Stubb, the second mate, hails from Cape Cod—a happy-go-lucky soul who treats the deadliest whale chase as casually as a dinner party. He presides over his boat with the ease of an old stage-driver, humming old tunes even when locked in combat with the most exasperated monster. His impious good humor and fearlessness, Ishmael suggests, stem from his perpetual pipe-smoking; tobacco serves as his spiritual disinfectant against the nameless miseries that infect the world’s air.
Flask, the third mate, cuts a different figure. Short, stout, and ruddy, nicknamed “King-Post” for his resemblance to Arctic ship timber, he bears a pugnacious grudge against whales. To him, the majestic leviathan is merely a magnified water-rat to be destroyed. He hunts for sport, utterly lacking reverence for the mystic nature of his quarry.
These three mates—Starbuck, Stubb, and Flask—command the Pequod’s boats like captains of companies, each paired with a harpooneer in the manner of a Gothic knight and his squire. Tashtego, an unmixed Indian from Gay Head, serves Stubb. He carries the unvitiated blood of warrior hunters who once stalked New England forests with bows; now his harpoon replaces their arrows. Daggoo, a gigantic African with a lion-like tread and golden hoops in his ears, serves as Flask’s squire. The contrast is striking: this imperial negro towers over his “little” knight like a fortress before a white flag.

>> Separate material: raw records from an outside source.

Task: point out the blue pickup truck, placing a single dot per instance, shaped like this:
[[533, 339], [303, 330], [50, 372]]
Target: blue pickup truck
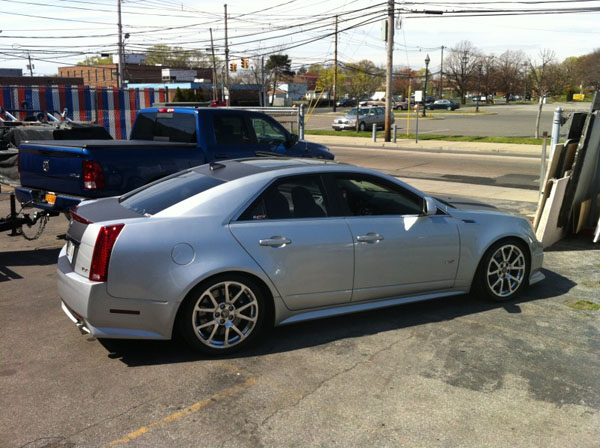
[[55, 175]]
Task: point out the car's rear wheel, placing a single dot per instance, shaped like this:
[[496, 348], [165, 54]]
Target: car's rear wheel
[[223, 315], [503, 270]]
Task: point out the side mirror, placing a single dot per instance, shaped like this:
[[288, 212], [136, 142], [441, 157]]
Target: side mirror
[[292, 140], [429, 206]]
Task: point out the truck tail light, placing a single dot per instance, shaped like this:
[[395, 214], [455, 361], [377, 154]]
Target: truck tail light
[[102, 251], [93, 177]]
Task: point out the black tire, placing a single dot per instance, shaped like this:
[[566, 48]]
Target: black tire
[[240, 314], [506, 261]]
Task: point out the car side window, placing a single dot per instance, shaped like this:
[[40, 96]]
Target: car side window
[[268, 133], [289, 198], [231, 130], [368, 195]]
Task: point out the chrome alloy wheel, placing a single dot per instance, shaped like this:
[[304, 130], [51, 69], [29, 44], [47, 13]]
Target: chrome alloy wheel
[[506, 270], [225, 314]]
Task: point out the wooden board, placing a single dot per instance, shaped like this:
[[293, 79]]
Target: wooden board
[[557, 154], [548, 231], [578, 164], [569, 157]]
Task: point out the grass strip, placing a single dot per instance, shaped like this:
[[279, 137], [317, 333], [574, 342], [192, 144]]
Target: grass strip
[[448, 138]]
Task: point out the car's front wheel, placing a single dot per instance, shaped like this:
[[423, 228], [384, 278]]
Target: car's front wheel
[[503, 270], [223, 315]]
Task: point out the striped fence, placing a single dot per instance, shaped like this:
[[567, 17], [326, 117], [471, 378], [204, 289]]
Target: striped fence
[[113, 108]]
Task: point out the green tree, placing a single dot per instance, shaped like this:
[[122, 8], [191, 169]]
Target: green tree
[[96, 60], [361, 79], [277, 66]]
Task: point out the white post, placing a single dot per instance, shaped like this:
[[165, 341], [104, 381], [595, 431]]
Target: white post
[[556, 123]]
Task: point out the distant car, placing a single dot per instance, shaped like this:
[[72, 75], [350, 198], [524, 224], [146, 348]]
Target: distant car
[[221, 252], [346, 102], [443, 104], [367, 116], [217, 103]]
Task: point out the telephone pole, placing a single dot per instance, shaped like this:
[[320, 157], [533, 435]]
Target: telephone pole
[[30, 66], [441, 94], [212, 50], [121, 65], [388, 75], [226, 88], [335, 68]]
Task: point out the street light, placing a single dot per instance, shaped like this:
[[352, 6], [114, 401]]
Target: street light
[[427, 60]]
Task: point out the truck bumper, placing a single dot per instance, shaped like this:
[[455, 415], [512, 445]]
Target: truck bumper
[[37, 198]]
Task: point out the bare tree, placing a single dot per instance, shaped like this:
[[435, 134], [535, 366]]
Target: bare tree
[[539, 74], [509, 73], [461, 67], [489, 72]]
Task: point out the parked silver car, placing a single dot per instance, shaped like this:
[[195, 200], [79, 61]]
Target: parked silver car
[[367, 116], [222, 251]]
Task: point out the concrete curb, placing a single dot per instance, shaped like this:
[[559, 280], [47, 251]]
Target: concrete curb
[[507, 149]]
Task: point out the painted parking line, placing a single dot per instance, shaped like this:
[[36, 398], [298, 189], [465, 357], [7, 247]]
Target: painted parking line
[[183, 413]]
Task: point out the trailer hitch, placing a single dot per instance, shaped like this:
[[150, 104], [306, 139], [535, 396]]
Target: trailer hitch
[[14, 222]]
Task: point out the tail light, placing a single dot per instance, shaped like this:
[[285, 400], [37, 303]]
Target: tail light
[[78, 218], [93, 177], [102, 251]]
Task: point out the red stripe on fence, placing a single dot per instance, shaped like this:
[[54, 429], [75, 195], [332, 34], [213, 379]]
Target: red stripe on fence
[[62, 98], [82, 104], [132, 109], [100, 117], [21, 96], [117, 114]]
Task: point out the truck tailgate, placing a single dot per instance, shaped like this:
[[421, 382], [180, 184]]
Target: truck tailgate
[[51, 166]]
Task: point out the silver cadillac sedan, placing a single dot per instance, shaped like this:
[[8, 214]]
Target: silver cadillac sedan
[[222, 251]]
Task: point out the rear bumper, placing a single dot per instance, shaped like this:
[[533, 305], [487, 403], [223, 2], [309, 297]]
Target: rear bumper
[[37, 198], [94, 311], [537, 260]]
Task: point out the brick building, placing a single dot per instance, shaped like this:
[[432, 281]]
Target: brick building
[[106, 75]]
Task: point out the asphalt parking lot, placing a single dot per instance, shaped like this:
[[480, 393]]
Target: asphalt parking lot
[[451, 372]]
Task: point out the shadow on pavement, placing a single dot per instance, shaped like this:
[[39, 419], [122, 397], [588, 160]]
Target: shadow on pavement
[[32, 257], [574, 243], [314, 333]]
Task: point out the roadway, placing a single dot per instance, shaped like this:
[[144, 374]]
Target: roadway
[[480, 169], [517, 120]]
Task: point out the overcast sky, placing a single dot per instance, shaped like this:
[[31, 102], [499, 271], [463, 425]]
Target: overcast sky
[[62, 32]]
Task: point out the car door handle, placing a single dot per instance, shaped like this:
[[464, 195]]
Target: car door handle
[[275, 241], [369, 238]]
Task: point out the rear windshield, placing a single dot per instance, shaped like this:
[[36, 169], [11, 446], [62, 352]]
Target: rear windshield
[[163, 194], [165, 126]]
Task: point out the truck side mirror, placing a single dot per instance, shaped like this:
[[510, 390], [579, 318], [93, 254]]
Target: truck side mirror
[[429, 206]]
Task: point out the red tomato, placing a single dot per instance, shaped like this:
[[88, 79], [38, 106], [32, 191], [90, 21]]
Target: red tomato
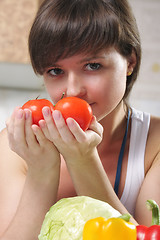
[[36, 106], [77, 109]]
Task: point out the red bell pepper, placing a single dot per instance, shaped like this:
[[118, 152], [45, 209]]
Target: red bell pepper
[[152, 232]]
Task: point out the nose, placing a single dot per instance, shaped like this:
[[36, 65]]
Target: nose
[[75, 86]]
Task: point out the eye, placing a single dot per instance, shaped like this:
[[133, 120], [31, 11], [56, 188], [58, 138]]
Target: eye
[[55, 71], [93, 66]]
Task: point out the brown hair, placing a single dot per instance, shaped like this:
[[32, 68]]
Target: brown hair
[[63, 28]]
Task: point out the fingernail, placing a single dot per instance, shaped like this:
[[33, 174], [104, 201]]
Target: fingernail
[[46, 111], [27, 114], [56, 115], [20, 114]]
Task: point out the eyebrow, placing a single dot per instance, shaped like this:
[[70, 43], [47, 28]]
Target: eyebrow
[[91, 58]]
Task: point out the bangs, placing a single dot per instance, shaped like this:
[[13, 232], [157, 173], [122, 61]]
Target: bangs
[[71, 27]]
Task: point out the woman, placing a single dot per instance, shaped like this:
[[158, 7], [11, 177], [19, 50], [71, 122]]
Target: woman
[[91, 50]]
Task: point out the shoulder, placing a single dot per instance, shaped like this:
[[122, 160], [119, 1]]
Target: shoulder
[[153, 142], [9, 159]]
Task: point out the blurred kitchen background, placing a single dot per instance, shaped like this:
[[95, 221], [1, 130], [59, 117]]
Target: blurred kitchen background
[[18, 83]]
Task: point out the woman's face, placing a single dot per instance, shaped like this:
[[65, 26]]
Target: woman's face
[[99, 79]]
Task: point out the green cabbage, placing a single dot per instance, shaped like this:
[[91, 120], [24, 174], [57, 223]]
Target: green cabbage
[[65, 219]]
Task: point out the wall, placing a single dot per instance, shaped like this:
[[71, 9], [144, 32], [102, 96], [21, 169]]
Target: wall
[[19, 83]]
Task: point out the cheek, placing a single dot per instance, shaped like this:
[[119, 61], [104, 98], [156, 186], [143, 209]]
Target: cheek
[[109, 94]]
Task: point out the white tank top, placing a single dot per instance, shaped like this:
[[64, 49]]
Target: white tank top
[[140, 122]]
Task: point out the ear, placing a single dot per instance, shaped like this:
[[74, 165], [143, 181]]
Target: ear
[[131, 60]]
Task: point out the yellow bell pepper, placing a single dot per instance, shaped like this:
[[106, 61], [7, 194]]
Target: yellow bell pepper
[[111, 229]]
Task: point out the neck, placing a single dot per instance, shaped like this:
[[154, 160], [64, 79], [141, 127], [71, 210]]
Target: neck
[[114, 126]]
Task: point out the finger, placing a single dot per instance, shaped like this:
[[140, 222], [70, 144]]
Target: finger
[[44, 128], [19, 127], [30, 137], [76, 130], [41, 139], [10, 121], [96, 127], [62, 127], [50, 129]]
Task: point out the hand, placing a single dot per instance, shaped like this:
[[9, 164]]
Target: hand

The crew itself draws from every corner of the globe. While the officers are Americans, the men before the mast are nearly all Islanders—“Isolatoes,” Ishmael calls them—each living on a separate continent of his own, now federated under one keel. They form a deputation from all the ends of the earth, accompanying Ahab to lay the world’s grievances before a bar from which few return. Among them is Black Little Pip, the Alabama boy. He went before, Ishmael notes—called a coward on the grim Pequod, but hailed as a hero in glory, beating his tambourine in eternity.
For days after departing Nantucket, Captain Ahab remains sequestered below, his presence felt only through commands relayed by the mates. Ishmael’s unease deepens with each watch, his mind returning to the ragged prophet Elijah’s cryptic warnings on the wharf. The steady competence of the three American mates offers some reassurance, but the invisible commander’s absence breeds apprehension.
On a gray morning as the Pequod drives southward, Ishmael climbs to the deck and feels a sudden chill of recognition. There, upon the quarter-deck, stands Ahab at last.
The captain appears hewn from bronze, immovable and weathered. A pale line traces down his tawny face from hairline to collar, resembling the scar lightning leaves on a tree trunk—peeling bark without felling the wood. Crew superstition offers conflicting accounts: an old Gay-Head Indian insists the mark came from a supernatural battle at sea when Ahab was forty, while a Manx sailor darkly hints it was present from birth.